Des témoignages recueillis illustrent cette dynamique : une habitante de Brest, initialement attachée au camp progressiste, a exprimé son étonnement après avoir vu des proches quitter leur idéologie pour voter RN. « La situation s’est dégradée en Bretagne, et j’ai été surprise d’entendre des amis à gauche reconnaître leur inquiétude », confie-t-elle.
Dans un autre cas, une mère de famille du nord de Paris raconte que son fils aîné, mineur, a glissé un bulletin pour Jordan Bardella lors des élections européennes. « Je ne comprends pas ce qui l’a poussé à agir ainsi », lance-t-elle, perplexe.

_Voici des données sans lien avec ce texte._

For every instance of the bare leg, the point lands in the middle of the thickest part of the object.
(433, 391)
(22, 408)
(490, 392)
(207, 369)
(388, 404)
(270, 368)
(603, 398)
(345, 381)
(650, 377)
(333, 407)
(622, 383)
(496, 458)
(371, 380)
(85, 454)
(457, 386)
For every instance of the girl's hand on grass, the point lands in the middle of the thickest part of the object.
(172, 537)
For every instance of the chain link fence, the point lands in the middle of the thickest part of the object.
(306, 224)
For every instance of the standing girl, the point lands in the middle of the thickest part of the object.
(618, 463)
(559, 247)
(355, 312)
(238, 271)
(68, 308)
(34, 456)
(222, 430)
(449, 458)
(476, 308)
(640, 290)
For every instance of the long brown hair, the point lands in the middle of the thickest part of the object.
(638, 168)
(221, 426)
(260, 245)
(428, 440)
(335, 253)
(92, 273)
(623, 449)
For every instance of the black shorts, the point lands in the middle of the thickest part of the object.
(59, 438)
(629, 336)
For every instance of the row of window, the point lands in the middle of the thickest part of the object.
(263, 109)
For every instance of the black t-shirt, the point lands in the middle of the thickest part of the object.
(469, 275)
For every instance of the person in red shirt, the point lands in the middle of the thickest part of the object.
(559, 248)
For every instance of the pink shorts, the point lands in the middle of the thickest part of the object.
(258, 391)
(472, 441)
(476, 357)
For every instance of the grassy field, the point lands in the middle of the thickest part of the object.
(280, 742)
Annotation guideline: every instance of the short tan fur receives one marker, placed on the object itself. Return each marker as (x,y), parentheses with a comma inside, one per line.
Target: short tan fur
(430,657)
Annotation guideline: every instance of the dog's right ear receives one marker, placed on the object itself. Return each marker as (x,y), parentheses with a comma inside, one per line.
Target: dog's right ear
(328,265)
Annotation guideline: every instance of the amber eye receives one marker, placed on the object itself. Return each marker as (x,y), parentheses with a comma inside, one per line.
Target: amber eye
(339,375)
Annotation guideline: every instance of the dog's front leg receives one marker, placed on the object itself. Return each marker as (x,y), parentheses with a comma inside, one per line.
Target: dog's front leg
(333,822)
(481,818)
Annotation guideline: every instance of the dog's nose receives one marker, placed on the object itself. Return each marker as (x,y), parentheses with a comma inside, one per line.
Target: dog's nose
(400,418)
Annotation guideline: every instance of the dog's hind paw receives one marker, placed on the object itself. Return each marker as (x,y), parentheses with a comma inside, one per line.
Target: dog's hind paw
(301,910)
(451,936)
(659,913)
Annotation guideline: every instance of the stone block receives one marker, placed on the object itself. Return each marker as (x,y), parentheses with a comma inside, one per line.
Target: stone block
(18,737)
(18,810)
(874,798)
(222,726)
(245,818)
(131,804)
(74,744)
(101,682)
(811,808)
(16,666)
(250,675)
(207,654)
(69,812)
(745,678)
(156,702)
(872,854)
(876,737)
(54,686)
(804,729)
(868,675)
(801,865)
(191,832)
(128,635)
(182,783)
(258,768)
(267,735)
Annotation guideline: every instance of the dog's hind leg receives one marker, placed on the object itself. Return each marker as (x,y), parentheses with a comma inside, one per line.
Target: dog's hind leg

L’analyse suggère également une corrélation entre les tensions locales et les choix électoraux : un sans-abri afghan a tenté de voler un pistolet à des agents de police dans la Seine-et-Marne, révélant des conflits qui pourraient alimenter le mécontentement.
Bien que l’étude n’apporte pas de conclusions définitives, elle interroge sur les conséquences d’un désengagement des espaces publics traditionnels et leur rôle dans la construction du dialogue citoyen.